LA FILLE MAL GARDEE Royal Opera House

LA FILLE MAL GARDÉE sounds very French and a bit naughty. But Frederick Ashton’s ballet could not be more English and pure. Set in bucolic England, it was, at its premiere in 1960, a pleasant antidote to all the kitchen sink dramas on stage and film.

The ballet, pretty and charming, sweet and innocent, lyrical and sentimental, whimsical and farcical, was an immediate success with critics, public and especially little girls who love Shetland ponies. Marie Rambert hailed the ballet as the first great English classic.

A widow’s daughter falls in love with a young farmer and thwarts her mother’s plans to marry her off to the idiot son of a wealthy farmer.

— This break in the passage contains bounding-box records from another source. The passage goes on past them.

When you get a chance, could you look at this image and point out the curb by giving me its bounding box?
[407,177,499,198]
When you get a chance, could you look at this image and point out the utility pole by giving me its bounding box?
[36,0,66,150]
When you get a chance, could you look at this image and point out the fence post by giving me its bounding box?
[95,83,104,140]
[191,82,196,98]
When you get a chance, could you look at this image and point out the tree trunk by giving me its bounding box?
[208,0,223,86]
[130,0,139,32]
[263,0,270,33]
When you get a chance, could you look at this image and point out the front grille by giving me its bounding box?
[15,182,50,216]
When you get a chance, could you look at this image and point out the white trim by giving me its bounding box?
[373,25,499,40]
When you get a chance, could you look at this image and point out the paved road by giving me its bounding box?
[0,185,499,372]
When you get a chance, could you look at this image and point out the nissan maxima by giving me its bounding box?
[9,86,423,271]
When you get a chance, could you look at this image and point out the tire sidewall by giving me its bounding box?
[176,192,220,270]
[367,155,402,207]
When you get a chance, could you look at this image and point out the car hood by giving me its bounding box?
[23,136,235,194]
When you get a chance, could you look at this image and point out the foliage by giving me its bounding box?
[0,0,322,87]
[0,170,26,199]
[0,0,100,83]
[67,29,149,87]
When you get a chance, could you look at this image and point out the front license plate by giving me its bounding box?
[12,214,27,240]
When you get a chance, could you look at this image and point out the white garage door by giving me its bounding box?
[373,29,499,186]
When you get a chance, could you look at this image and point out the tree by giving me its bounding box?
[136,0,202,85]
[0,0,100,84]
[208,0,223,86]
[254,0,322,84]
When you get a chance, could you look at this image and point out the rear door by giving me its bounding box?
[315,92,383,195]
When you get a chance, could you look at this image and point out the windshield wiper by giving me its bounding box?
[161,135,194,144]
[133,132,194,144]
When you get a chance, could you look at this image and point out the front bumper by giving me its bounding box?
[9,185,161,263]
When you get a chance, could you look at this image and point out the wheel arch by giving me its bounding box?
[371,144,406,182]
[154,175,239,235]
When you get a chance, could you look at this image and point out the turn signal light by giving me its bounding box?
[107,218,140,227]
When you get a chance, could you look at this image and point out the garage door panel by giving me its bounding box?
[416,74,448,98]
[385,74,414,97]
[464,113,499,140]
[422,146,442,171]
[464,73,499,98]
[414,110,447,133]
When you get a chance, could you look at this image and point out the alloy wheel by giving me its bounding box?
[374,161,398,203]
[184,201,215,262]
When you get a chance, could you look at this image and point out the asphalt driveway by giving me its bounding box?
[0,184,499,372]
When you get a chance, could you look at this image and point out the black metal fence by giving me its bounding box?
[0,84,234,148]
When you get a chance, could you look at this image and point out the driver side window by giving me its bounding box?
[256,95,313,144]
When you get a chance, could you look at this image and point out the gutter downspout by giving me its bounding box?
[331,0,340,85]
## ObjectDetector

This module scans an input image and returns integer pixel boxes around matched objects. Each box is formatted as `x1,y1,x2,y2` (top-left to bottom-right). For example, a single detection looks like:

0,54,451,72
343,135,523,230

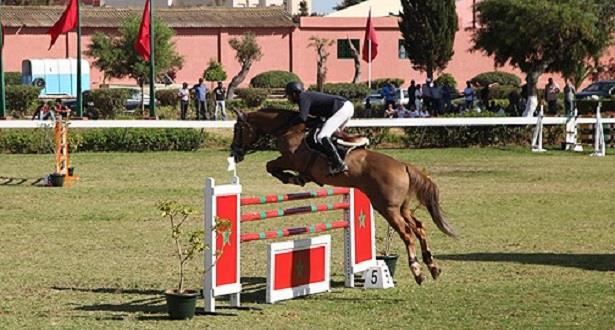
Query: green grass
0,148,615,329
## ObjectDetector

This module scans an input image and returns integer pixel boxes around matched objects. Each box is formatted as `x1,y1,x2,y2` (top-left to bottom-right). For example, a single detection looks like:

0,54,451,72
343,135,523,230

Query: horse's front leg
267,156,305,186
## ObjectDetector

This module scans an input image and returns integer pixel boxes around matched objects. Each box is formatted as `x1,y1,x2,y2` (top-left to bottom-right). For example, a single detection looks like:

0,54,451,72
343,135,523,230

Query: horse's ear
233,109,246,121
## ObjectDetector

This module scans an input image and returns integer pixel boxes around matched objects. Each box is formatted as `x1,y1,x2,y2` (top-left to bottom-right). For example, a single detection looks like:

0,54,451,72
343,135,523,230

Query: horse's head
231,110,258,163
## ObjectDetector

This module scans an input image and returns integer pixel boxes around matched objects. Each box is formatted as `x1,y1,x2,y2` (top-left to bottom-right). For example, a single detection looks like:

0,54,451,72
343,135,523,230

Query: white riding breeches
316,101,354,142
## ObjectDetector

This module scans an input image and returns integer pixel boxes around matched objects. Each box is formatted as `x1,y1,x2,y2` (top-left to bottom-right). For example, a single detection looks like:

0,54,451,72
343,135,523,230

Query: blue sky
311,0,340,14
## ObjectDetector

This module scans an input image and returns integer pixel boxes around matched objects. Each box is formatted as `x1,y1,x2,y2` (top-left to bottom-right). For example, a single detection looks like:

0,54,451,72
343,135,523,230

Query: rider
286,82,354,174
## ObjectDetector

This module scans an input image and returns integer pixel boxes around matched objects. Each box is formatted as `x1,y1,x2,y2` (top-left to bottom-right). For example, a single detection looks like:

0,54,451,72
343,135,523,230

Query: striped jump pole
203,177,376,312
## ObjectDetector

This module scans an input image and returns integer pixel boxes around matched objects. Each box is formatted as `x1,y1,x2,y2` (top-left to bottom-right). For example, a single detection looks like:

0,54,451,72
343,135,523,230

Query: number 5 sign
363,260,395,289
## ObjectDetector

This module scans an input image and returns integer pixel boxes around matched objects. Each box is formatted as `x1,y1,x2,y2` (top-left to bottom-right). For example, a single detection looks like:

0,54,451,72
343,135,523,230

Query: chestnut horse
231,109,455,284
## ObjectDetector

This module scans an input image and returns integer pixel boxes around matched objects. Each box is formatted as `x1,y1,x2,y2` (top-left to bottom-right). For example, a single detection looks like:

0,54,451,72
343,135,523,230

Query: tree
333,0,365,10
308,36,333,92
85,16,184,105
399,0,458,79
473,0,613,114
227,32,263,99
203,58,226,84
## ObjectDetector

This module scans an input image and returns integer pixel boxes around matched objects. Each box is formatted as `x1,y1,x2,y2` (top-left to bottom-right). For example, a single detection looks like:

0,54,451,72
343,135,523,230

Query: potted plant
158,201,230,320
376,226,399,277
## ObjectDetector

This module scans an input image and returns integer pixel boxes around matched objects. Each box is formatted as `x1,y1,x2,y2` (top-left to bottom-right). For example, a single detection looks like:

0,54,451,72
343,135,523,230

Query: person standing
214,81,226,120
408,79,416,106
177,82,190,120
564,79,577,116
192,78,209,120
545,78,560,114
463,80,474,111
382,79,395,108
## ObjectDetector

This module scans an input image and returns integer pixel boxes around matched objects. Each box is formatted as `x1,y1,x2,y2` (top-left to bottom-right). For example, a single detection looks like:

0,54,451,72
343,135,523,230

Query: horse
231,108,456,285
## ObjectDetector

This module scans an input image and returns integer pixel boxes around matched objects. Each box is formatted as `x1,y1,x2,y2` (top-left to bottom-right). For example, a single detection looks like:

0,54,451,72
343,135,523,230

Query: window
397,39,408,59
337,39,360,59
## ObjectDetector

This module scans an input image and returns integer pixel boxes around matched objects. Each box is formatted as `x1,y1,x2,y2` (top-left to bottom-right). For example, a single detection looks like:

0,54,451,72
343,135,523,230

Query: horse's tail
406,165,456,237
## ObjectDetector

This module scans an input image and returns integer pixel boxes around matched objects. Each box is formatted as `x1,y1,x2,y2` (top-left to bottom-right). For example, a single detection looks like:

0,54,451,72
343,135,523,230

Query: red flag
47,0,79,49
363,9,378,62
135,0,152,61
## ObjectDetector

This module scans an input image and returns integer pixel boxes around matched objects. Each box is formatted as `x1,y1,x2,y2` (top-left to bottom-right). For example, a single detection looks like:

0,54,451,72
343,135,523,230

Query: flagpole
0,23,6,119
149,0,156,119
367,40,372,94
75,0,83,118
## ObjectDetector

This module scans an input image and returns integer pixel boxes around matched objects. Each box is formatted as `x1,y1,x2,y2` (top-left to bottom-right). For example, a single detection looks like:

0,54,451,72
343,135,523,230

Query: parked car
576,80,615,100
363,88,410,107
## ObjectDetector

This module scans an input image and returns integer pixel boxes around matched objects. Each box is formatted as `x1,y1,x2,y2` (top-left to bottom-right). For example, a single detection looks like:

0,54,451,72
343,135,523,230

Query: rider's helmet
284,81,303,96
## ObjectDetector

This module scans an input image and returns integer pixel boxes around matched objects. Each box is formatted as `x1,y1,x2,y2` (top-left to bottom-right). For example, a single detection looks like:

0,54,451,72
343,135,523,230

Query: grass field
0,148,615,329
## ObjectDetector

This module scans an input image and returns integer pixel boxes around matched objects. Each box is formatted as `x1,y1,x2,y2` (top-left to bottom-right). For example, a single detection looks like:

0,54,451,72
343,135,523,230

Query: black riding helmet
284,81,303,96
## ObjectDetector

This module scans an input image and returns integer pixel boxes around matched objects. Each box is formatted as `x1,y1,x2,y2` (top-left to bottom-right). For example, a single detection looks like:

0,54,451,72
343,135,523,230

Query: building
0,0,615,88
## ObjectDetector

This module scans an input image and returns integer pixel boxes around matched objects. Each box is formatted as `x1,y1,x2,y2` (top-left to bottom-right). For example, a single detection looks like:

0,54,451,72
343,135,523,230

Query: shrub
6,85,41,118
235,88,269,108
250,71,301,88
470,71,521,87
203,59,226,81
436,73,458,94
156,89,178,107
366,78,405,89
87,88,130,119
4,72,21,86
309,83,370,101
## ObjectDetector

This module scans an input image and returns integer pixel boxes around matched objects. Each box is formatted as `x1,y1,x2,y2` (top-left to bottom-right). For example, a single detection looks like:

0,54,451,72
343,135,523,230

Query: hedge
4,72,21,86
6,85,41,118
250,71,301,88
470,71,521,87
310,83,370,101
235,88,269,108
0,128,207,154
84,88,132,119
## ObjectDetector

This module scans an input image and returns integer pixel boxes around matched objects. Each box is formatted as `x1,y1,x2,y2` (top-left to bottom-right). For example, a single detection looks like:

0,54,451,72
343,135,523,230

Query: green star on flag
222,229,231,246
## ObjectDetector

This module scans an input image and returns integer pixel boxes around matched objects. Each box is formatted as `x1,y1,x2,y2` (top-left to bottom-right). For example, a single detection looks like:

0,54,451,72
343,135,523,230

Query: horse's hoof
429,267,442,280
414,274,426,285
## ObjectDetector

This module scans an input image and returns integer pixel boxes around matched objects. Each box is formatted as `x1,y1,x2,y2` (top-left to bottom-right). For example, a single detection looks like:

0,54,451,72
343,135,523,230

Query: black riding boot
320,138,348,175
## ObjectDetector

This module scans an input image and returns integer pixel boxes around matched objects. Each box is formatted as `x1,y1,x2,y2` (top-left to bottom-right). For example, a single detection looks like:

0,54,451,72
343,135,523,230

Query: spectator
395,102,410,118
480,85,491,110
421,78,433,110
382,79,395,108
414,84,423,111
508,90,521,116
214,81,226,120
431,82,444,117
365,97,374,118
442,84,453,113
463,81,474,111
564,79,577,116
192,78,209,120
408,79,416,105
177,82,190,120
545,78,560,114
384,103,397,118
32,101,56,121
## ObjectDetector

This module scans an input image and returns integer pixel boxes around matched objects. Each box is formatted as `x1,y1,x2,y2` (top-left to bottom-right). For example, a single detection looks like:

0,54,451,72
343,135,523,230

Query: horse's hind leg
379,207,425,284
402,208,442,280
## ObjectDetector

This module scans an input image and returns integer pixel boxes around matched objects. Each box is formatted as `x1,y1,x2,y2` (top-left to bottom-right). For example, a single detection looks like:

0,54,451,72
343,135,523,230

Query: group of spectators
177,78,226,120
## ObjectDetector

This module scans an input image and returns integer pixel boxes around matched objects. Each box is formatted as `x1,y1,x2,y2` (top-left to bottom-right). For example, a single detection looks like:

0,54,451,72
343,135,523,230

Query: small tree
227,32,263,99
308,36,333,92
85,16,184,102
398,0,457,79
203,58,226,84
473,0,613,113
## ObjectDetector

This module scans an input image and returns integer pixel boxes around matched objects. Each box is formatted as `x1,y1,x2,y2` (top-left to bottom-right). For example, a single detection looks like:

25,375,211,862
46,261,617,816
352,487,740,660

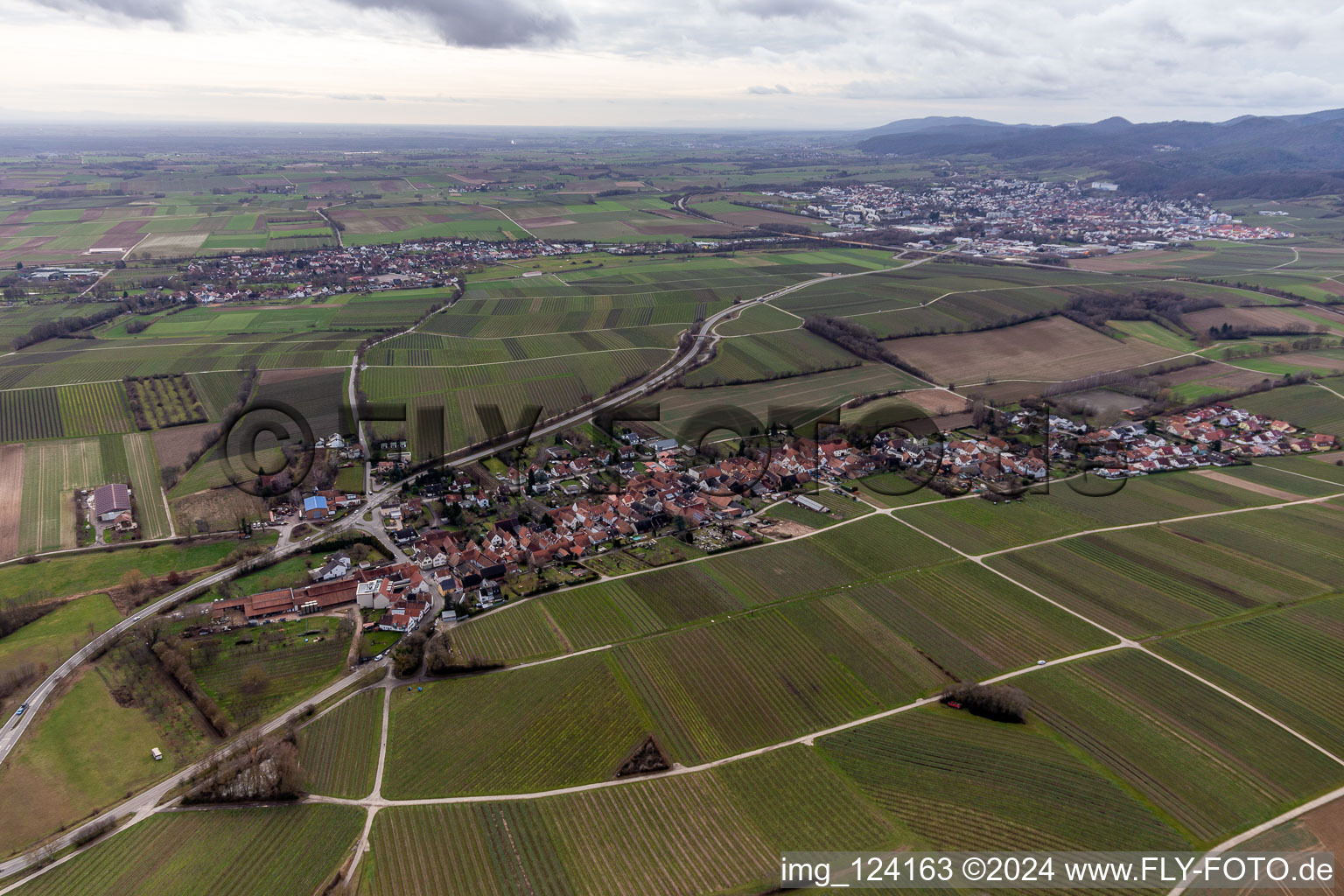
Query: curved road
0,256,914,763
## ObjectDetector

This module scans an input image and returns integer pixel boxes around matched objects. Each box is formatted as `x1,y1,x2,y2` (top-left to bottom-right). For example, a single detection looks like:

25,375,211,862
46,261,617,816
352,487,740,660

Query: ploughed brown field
883,316,1174,384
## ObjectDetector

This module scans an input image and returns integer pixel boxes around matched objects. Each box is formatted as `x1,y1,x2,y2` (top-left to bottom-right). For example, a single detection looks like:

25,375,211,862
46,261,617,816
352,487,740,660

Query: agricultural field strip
360,346,672,369
5,259,1344,875
1166,788,1344,896
892,508,1344,766
0,663,379,896
305,643,1134,808
0,365,346,392
1312,380,1344,399
967,491,1344,561
302,493,1344,816
849,276,1176,317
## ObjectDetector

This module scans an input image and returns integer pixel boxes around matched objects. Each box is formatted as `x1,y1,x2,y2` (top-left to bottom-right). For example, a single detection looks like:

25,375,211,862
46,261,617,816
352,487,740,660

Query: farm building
93,482,130,522
211,579,356,620
304,494,331,520
793,494,830,513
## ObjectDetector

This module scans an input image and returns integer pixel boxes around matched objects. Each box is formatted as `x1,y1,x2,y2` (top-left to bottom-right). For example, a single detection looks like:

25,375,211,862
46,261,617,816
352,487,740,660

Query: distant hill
853,116,1021,138
856,108,1344,198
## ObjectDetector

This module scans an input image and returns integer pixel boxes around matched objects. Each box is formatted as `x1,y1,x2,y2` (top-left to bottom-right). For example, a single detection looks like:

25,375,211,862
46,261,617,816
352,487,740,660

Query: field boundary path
0,251,928,832
10,492,1344,896
0,245,1344,896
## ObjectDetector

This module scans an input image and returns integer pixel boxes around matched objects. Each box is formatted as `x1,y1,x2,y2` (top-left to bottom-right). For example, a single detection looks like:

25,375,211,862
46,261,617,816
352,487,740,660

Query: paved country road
0,258,903,779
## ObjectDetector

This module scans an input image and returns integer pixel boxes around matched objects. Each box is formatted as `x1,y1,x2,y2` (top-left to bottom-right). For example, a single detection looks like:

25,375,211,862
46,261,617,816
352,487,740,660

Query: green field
0,594,121,682
190,617,349,724
298,688,384,799
0,536,256,600
682,329,863,387
19,438,108,555
0,670,195,853
360,747,908,896
817,709,1186,850
383,653,650,799
1156,598,1344,755
1018,650,1344,845
453,517,953,661
9,806,364,896
989,505,1344,637
443,550,1113,779
900,472,1282,555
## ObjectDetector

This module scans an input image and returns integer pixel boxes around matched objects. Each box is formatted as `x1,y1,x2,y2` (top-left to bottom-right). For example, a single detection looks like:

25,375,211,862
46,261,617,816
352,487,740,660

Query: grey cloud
720,0,842,18
340,0,574,48
33,0,186,28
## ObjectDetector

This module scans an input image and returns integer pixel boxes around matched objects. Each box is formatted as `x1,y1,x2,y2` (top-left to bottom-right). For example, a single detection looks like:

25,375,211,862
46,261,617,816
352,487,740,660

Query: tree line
802,314,933,382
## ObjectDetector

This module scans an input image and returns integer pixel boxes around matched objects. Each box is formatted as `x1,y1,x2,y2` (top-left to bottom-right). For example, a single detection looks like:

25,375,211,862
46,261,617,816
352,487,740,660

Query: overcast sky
0,0,1344,128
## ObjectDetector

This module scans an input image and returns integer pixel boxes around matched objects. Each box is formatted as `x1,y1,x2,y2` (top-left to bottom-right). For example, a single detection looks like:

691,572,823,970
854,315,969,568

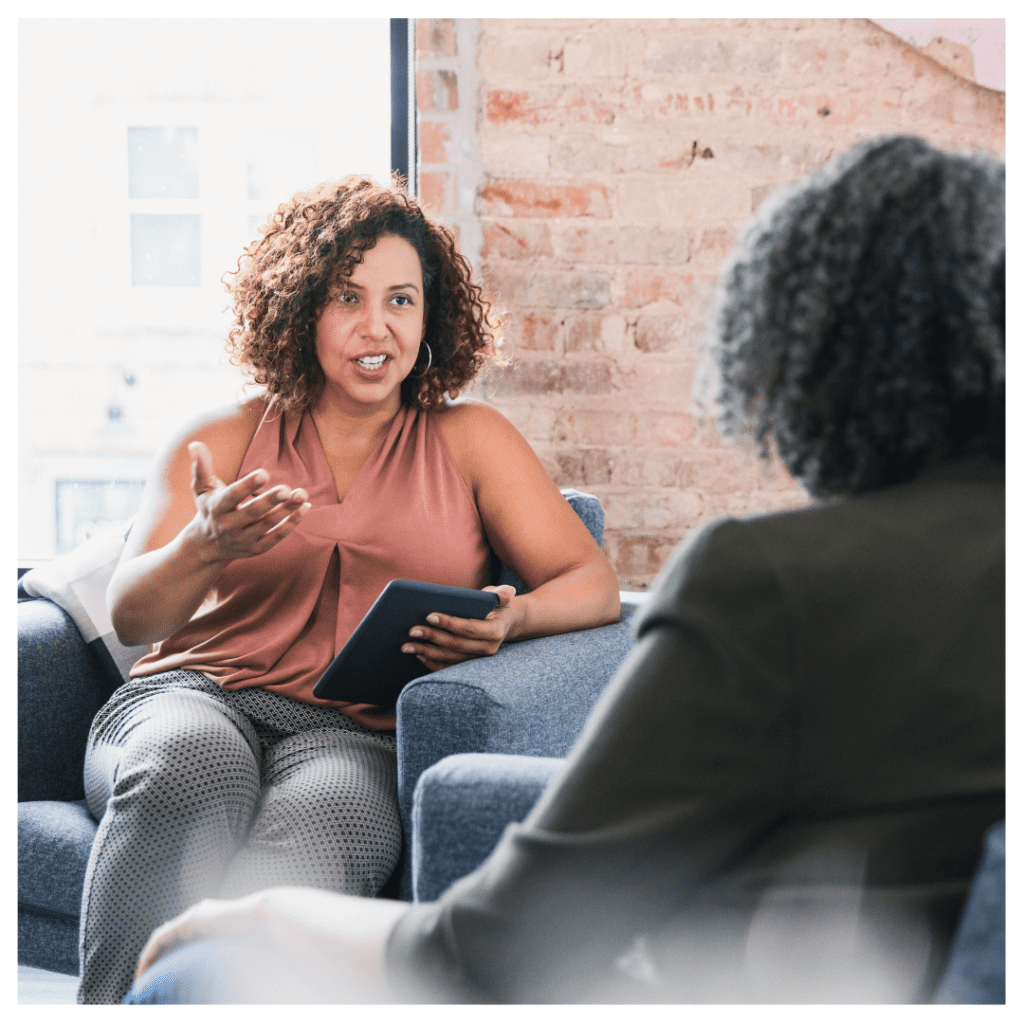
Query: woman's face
315,234,426,415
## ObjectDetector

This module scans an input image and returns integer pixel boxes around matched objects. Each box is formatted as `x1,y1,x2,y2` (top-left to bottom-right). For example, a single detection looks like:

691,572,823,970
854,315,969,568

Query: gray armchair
18,490,635,975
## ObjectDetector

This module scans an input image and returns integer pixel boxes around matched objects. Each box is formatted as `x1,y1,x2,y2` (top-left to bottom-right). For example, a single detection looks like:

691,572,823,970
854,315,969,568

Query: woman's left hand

Undemanding for the audience, Ashton’s choreography is, notoriously, extremely demanding for the dancers. The production is excellently danced. Natalia Osipova is very girly. Steven McRae is very boyish. Evenly matched, fleet of foot, they make a tender and affectionate couple. They have a sense of humour. There are some dazzling leaps and spins, pirouettes and levitations.

There are some delightful dances with scythes, sticks and particularly pink ribbons which are put to a variety of pretty uses. The lovers, twining and ducking, create a cat’s cradle. The maypole dance is expertly executed. The cockerel and his hens are straight out of a 1930’s revue.

Some may find La Fille mal gardée just a bit too twee but a far greater number of people are going to love it and rightly so. It’s a happy, joyful occasion.